The Oak Bay Marina was built by Bob Wright in 1962. It officially opened in April 1964. The new marina replaced the Oak Bay Boat House built in 1893.

The Oak Bay Marina was home to the Pacific Undersea Gardens opened in 1964 and later relocated to Victoria's inner harbour in 1969, where it operated until its closure on October 17, 2013.
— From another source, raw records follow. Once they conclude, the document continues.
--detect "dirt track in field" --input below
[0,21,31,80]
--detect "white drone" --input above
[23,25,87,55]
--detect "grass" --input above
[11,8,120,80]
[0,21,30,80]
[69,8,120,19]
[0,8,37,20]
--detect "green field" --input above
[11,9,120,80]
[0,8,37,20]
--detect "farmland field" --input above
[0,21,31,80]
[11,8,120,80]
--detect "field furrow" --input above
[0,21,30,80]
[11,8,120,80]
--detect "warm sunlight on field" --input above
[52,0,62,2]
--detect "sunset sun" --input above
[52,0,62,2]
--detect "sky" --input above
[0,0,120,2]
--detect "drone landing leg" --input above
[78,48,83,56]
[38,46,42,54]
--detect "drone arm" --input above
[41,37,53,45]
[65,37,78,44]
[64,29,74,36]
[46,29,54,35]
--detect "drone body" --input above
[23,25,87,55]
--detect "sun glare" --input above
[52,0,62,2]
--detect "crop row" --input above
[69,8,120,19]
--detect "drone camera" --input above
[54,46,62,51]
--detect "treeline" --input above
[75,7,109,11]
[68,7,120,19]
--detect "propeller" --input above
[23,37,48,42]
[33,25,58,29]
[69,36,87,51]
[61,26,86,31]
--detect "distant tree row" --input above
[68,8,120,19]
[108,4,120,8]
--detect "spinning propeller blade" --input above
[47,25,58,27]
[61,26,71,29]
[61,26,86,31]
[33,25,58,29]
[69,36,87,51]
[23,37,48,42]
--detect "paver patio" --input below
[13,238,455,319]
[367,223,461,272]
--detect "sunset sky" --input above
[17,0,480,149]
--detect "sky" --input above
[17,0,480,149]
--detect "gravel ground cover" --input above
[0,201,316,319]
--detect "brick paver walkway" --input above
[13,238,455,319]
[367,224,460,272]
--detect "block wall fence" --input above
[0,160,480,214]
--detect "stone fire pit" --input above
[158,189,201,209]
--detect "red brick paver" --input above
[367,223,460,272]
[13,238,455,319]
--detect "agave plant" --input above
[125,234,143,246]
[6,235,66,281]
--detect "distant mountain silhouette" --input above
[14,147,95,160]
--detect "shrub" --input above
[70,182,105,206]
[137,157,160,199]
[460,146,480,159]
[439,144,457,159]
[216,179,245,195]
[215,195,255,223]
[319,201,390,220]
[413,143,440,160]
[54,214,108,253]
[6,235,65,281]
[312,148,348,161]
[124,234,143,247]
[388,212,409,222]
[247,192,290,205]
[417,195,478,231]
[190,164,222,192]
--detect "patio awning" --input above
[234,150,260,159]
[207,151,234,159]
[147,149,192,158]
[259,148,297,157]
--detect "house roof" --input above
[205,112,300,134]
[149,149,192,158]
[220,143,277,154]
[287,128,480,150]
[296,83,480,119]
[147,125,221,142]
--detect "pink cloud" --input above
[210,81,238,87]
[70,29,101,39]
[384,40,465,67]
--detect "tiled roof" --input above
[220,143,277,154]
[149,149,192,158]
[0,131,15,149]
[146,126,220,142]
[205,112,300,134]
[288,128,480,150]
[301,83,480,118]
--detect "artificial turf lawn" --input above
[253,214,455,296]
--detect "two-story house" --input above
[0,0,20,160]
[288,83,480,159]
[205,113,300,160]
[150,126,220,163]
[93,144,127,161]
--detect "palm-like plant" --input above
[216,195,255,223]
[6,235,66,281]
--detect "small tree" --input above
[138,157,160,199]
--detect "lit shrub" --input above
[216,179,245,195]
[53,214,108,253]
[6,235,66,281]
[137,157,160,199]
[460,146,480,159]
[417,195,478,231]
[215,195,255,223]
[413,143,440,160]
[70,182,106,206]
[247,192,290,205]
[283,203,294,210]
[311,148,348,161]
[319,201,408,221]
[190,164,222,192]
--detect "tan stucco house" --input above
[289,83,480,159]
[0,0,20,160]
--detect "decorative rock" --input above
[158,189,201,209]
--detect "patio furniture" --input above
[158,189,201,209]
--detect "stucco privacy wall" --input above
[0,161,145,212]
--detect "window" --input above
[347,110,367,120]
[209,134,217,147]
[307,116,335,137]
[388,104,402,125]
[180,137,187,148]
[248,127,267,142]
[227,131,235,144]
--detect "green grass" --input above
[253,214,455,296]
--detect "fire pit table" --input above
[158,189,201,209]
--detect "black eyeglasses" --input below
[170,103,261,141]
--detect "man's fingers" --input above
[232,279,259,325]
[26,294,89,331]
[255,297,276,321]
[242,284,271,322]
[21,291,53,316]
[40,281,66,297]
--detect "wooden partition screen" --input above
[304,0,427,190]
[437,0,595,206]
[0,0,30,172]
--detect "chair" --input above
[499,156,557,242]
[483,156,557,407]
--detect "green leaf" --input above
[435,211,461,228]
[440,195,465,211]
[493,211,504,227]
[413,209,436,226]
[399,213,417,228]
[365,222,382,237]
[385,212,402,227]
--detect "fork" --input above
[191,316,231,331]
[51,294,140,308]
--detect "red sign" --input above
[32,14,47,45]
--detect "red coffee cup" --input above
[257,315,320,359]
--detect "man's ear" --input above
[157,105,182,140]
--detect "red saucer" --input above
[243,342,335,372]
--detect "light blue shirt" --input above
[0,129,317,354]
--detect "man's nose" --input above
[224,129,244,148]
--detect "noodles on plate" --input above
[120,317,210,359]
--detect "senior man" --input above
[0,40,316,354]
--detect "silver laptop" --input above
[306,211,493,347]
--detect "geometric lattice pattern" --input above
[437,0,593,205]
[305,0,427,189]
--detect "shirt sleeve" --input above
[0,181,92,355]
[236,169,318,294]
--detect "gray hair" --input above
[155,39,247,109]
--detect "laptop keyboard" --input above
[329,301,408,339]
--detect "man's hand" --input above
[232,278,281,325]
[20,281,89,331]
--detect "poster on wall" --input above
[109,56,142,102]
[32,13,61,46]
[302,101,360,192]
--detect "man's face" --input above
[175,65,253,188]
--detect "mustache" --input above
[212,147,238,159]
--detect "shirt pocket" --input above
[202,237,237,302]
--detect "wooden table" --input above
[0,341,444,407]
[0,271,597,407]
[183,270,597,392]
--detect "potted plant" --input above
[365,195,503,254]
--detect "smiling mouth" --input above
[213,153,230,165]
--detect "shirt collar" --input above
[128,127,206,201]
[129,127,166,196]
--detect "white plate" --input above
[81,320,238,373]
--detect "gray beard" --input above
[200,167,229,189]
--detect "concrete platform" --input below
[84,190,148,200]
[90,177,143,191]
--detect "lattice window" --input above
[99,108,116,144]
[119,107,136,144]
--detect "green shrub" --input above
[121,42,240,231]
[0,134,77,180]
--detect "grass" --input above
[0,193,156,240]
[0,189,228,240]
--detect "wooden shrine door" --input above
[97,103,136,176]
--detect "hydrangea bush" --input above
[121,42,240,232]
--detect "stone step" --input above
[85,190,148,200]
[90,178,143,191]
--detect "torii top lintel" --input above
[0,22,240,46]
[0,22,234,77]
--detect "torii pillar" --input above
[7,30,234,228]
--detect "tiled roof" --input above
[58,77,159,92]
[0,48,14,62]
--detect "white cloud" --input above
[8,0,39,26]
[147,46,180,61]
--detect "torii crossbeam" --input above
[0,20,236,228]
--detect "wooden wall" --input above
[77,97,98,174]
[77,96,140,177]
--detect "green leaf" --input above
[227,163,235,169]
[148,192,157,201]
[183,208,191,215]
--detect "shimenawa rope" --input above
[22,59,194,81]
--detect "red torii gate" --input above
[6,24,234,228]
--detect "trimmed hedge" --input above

The Oak Bay Marina was also home to Sealand of the Pacific which opened in 1969. The aquarium was populated by several Orcas that were hunted down and captured locally. Conditions for both whales and staff at the marina were widely criticized, and there were repeated calls to have the aquarium closed. The protests culminated in 1991, when one of the captured whales drowned a 20 year old trainer, Keltie Byrne, who had fallen into the pool. Renewed public pressure eventually forced the closure of Sealand of the Pacific in November 1992.

The large whale sculpture at the front of the Oak Bay Marina is dedicated to Dr. Clifford Carl, Director of the British Columbia Provincial Museum.

The Oak Bay Marina was visited in 1986 by then-US Vice President George H. W. Bush for a fishing trip off Oak Bay.

During October 1996, a large storm occurred. During this storm, a large portion of the Oak Bay Marina became detached, and blew through the bay towards Glenlyon - Norfolk School. A large number of boats were damaged, and there was still one man on the docks at the time. When quoted, he said "I looked around and people were waving at me from the docks, and they were getting farther and farther away". He was later rescued by the Coast Guard and brought ashore.